Burn wrote that "Anybody less guru-like than Frank Callan ... it is difficult to imagine." He described Callan as "Dour, cantankerous, impatient and blunt". Callan had failed the Billiards and Snooker Control Council (B&SCC) coaching course in 1980, and publicly disagreed with the B&SCC chief coach Jack Karnehm, who he felt tried to prescribe a single rather than a tailored approach to good technique. Karnehm countered that Callan had misinterpreted the aim of the B&SCC coaching approach, which was targeted at young players rather than established professionals.

Callan's own book, Frank Callan's Snooker Clinic, subtitled Snooker – the Modern Way, co-authored by John Dee, was published in 1989 by Partridge Press.
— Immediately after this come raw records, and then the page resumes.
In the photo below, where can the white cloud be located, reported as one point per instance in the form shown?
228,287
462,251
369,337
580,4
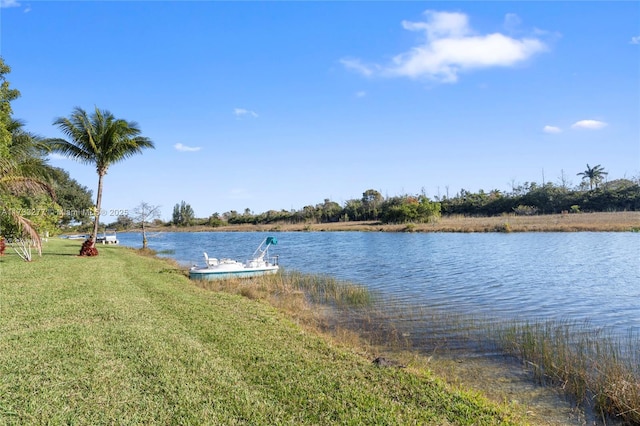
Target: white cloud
184,148
357,66
589,124
9,3
452,47
241,112
511,21
552,129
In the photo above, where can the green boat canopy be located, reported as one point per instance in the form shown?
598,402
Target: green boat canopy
271,240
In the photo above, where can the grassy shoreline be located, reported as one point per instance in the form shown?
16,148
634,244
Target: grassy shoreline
578,222
129,339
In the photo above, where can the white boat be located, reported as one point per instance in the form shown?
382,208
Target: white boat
259,264
108,239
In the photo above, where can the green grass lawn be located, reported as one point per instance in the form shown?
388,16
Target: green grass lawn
128,339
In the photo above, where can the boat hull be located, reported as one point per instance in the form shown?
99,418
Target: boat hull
209,274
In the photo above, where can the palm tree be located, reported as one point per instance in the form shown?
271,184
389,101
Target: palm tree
99,139
595,175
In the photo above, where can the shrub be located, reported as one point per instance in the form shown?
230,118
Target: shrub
88,249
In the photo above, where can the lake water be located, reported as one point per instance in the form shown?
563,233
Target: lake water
566,276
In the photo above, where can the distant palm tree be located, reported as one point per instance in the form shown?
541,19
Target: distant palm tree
595,175
99,139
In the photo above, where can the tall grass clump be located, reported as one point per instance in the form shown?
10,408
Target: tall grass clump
598,369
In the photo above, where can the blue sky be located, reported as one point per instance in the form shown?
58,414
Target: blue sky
278,105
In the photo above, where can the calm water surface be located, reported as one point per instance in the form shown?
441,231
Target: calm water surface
574,276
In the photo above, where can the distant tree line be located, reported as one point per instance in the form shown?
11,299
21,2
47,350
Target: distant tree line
593,195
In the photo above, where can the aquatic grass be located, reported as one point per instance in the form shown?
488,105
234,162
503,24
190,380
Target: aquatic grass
598,369
113,339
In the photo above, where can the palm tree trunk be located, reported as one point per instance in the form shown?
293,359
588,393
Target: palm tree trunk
98,208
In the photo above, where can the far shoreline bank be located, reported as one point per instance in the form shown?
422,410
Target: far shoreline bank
574,222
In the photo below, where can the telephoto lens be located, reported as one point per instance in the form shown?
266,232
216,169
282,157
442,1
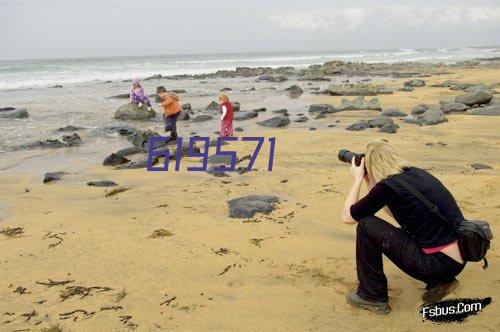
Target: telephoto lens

According to snooker historian Clive Everton, who wrote a chapter about Callan in the book, Callan never sought a fee in return for his coaching. Everton wrote that "The Callan way is to find a technique for the body rather than try to mould the body unnaturally to a preconceived technique."

Callan was married and had two daughters. He died in 2016, aged 93. In 1990, Steve Acteson wrote in The Times that "If the leading players were asked to select the greatest coach in the game, they would invariably nominate Frank Callan." Everton called Callan "the father of modern coaching".